Title VII of the Civil Rights Act of 1964 protects employees from discrimination and retaliation due to national origin. Title VII makes it unlawful for employers to treat workers unfairly because of their national origin or ethnic background if an individual is from a certain country or if he or she has cultural, physical or linguistic characteristics of a certain ethnic group. In FY 2015, approximately 11% of workplace discrimination charges filed with the EEOC claimed national origin discrimination or harassment.
In November 2016, The Equal Employment Opportunity Commission (EEOC) issued new Guidance on national origin discrimination. In announcing the proposed Guidance, EEOC Chair Jenny Yang said, “The EEOC has identified immigrant, migrant, and other vulnerable populations as a national strategic priority.” The new Guidance also includes Native American, or tribe members, in the national origin definition.

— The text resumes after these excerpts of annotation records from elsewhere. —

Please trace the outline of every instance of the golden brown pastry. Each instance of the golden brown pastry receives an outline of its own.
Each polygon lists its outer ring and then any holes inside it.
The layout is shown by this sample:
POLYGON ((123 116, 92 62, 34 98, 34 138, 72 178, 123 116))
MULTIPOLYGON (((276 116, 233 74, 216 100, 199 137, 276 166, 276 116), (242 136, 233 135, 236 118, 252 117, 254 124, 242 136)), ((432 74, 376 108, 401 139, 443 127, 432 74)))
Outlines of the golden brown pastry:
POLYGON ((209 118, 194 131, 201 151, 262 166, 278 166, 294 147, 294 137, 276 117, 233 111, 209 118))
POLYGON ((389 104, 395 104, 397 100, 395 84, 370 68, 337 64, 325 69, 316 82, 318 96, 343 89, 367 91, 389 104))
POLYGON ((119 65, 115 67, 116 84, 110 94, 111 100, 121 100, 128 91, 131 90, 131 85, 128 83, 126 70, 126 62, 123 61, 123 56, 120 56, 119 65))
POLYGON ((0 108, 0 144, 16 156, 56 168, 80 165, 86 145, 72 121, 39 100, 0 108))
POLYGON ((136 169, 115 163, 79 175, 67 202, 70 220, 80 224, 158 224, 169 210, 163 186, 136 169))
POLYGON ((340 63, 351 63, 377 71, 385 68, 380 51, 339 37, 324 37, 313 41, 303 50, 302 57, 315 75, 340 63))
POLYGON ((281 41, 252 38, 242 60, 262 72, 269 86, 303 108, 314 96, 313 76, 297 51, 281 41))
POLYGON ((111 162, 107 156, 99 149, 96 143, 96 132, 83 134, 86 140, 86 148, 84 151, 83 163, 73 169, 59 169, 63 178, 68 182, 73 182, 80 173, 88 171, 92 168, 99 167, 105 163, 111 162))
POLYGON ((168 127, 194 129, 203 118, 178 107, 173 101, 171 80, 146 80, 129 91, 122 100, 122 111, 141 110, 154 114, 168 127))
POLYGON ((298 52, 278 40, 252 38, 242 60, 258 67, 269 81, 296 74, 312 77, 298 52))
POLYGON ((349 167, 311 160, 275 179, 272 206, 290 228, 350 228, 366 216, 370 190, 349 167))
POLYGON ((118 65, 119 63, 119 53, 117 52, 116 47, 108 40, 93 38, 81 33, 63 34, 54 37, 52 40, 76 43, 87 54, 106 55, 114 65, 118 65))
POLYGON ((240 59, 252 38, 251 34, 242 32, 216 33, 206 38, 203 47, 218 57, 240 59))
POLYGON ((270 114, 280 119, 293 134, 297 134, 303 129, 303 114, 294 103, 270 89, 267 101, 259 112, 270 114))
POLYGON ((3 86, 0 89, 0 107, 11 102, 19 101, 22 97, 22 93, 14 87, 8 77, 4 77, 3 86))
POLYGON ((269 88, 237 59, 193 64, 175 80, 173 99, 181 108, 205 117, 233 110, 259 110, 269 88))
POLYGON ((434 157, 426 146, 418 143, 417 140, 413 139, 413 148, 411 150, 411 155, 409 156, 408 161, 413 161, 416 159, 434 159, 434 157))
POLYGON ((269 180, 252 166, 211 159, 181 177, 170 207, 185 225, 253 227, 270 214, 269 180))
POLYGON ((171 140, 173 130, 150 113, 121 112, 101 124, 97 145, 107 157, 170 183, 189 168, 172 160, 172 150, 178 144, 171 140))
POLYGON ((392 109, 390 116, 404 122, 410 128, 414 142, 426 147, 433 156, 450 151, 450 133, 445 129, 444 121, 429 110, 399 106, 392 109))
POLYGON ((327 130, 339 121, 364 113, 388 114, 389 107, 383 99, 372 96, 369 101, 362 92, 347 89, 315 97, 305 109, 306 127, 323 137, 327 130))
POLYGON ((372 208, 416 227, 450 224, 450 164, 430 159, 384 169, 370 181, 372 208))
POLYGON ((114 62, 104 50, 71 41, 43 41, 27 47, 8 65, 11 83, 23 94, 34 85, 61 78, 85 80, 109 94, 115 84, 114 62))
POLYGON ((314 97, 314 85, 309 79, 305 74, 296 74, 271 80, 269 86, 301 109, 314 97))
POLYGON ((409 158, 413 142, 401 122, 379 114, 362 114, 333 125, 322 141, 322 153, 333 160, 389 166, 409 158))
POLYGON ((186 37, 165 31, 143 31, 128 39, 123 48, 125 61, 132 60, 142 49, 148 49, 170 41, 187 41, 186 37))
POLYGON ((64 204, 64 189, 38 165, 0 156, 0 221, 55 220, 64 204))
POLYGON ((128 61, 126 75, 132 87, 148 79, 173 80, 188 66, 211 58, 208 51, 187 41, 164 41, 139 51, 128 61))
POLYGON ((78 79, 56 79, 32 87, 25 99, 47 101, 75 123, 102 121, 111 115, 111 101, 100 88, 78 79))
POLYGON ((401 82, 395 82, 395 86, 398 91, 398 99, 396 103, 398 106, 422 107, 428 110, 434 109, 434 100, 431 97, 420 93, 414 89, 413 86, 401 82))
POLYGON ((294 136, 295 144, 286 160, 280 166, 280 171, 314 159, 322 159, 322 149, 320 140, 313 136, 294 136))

All United States companies with fifteen or more employees must comply with Title VII. American employers that operate internationally must comply with Title VII unless doing so would violate the laws of the nation in which they’re operating. Also, Title VII applies to a foreign employer doing business in the United States to the same extent as an American employer, unless the foreign employer is exempted from coverage by a treaty or international agreement.
The new Guidance provides new language about what is considered discriminatory and offers practices that employers can take to minimize the risk of national origin discrimination.
What Is Considered Discriminatory
National origin discrimination can be based: (1) on a person’s place of origin, which may be a country, a former country, or a region, or (2) on a person’s national origin or ethnicity, which means a group of people sharing a common language, culture, ancestry, race, and/or other social characteristics.
The EEOC also interprets employment discrimination as being based on perceived national origin. For example, the Guidance notes that illegal employment discrimination may be based on the belief that someone is from the Middle East or is of Arab ethnicity, regardless of how an employee identifies herself or whether she is, in fact, from a Middle Eastern country. It is also illegal to refuse to hire someone because you perceive that he or she follows certain religious practices, whether the person actually does or not.
In addition, the EEOC prohibits discrimination against an individual because of his association with someone of a particular national origin; for example, discriminating against an employee or applicant because that person is married to or has a child with someone of a different national origin or ethnicity.
The new Guidance states that employers cannot rely on preferences expressed by coworkers, customers, or clients as a basis for employment decisions that are impermissibly based on national origin. An employment decision made based on the discriminatory preferences of customers, clients or employees is considered discrimination on the employer’s part.
English fluency or English proficiency requirements are still permissible only if required for the effective performance of the position; in other words, justified by business necessity.
The new Guidance states that separating employees by a protected characteristic — such as having employees of one ethic group work in the back room while other employees deal with customers — is discriminatory.
Last, the new Guidance explains that a “hostile work environment based on national origin can take different forms, including ethnic slurs, ridicule, intimidation, workplace graffiti, physical violence or other offensive conduct directed toward an individual because of his birthplace, ethnicity, culture, language, dress or foreign accent.”
Actions Employers Can Take
The new Guidance provides a number of actions that employers can take to minimize the risk of committing national origin discrimination in the workplace.
Use a variety of recruitment methods, as opposed to word-of-mouth recruiting, to attract a diverse pool of job applicants. Advertising or sending job offers only to members of certain ethnically or racially homogeneous areas or audiences could be discriminatory if the purpose is to exclude a protected group from applying. And, if a staffing agency that you use discriminates against workers, and you suspect it’s happening, you could be held liable along with the staffing agency for its discriminatory practices.
Further, the EEOC said that screening out new hires or job candidates because they lack a Social Security number, but are otherwise “work-authorized,” may be illegal if it disproportionately impacts individuals of a certain ethnicity or national origin. According to both the U.S. Citizenship and Immigration Services and the Social Security Administration, newly hired employees should be allowed to work if they have applied for but not yet received a Social Security number. The new Guidance protects individuals regardless of their immigration status.
(2) Establish written objective criteria for evaluating candidates for hire or promotion, communicate the criteria to prospective candidates, and apply those criteria consistently.
(3) Develop objective, job-related criteria for identifying unsatisfactory performance or conduct that can result in discipline, demotion, or discharge and translating policies into, and offer training in, the languages spoken by employees.
(4) Clearly communicate to employees that harassment will not be tolerated, explain that any employee who violates harassment policies will be disciplined, and provide training on anti-harassment policies and procedures to employees.